The Lessons of a Bad Network Graph

Spurred by our DH reading group at Northeastern, as well as my general tendency to jump into things before really knowing what I’m doing, I decided a few weeks ago to download Gephi and see what sort of rudimentary networks I could create.

I’d been cataloging the service record of each of my Preble’s Boys officers, setting up the chart so that I could see concurrent service. I started out just looking to see whether any of the Boys had actually served on the same ship as Edward Preble, but as I created the chart (the link here is to a more fleshed-out chart with more comprehensive data), some other patterns began to emerge.

So I thought, let’s plug this into Gephi and see what happens! I set up my network, fumbling through the Gephi readme to set up a very basic network in which the nodes were the officers and the ships were the edges.
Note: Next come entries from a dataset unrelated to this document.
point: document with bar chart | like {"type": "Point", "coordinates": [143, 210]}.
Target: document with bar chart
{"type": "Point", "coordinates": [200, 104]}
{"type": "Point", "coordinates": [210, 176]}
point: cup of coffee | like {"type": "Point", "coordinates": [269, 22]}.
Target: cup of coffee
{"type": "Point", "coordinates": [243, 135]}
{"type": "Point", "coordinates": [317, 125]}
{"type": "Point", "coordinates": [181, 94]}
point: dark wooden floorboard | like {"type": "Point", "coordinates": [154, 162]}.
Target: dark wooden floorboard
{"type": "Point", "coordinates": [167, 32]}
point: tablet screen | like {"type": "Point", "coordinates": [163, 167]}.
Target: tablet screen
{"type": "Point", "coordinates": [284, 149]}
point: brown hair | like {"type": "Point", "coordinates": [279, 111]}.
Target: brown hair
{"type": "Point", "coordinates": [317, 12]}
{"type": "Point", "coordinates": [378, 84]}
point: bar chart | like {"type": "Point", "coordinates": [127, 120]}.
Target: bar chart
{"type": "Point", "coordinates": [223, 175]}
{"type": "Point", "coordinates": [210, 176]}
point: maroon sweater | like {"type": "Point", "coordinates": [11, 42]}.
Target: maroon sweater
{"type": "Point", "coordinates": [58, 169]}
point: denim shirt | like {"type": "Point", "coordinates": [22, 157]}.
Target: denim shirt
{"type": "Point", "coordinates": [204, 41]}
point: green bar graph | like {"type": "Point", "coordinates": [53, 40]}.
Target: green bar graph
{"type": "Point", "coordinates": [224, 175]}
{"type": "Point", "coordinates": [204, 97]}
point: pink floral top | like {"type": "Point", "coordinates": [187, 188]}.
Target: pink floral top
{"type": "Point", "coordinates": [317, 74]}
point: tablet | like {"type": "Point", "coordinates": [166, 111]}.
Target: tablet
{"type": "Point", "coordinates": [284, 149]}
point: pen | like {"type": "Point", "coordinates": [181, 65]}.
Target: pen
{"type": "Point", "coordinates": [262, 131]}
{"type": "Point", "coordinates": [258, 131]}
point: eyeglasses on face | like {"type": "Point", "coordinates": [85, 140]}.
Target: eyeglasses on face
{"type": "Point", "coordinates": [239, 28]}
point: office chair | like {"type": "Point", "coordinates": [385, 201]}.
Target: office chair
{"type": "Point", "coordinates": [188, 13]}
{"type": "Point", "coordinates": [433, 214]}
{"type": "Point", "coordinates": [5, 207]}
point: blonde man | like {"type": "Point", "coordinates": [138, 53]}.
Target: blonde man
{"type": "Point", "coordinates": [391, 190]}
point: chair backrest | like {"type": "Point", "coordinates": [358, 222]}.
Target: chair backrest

I knew what was coming before I rendered the graph as a network visualization, but I was still a little surprised when I saw it. What I saw was a network that I knew from all my research heretofore to be completely false.

[gview file=”https://abbymullen.org/smallnetwork.pdf”]

(I apologize for the crazy way the graph sort of goes off the page. I tried every setting I could find to get it not to do that. Some mysteries of Gephi remain hidden to me.)

My initial reaction was to scrap the whole thing and start my thinking about networks all over. But on further examination, I realized that this graph still had something to teach me.

First, I learned the importance of good data. This graph shows Stephen Decatur as having only two links to anyone, a fact that is false. Additionally, it looks like Edward Preble is almost a tangential figure, a fact that is false. The person with the most links is David Porter, who is an important figure but not that important. So why the graph that looks like this?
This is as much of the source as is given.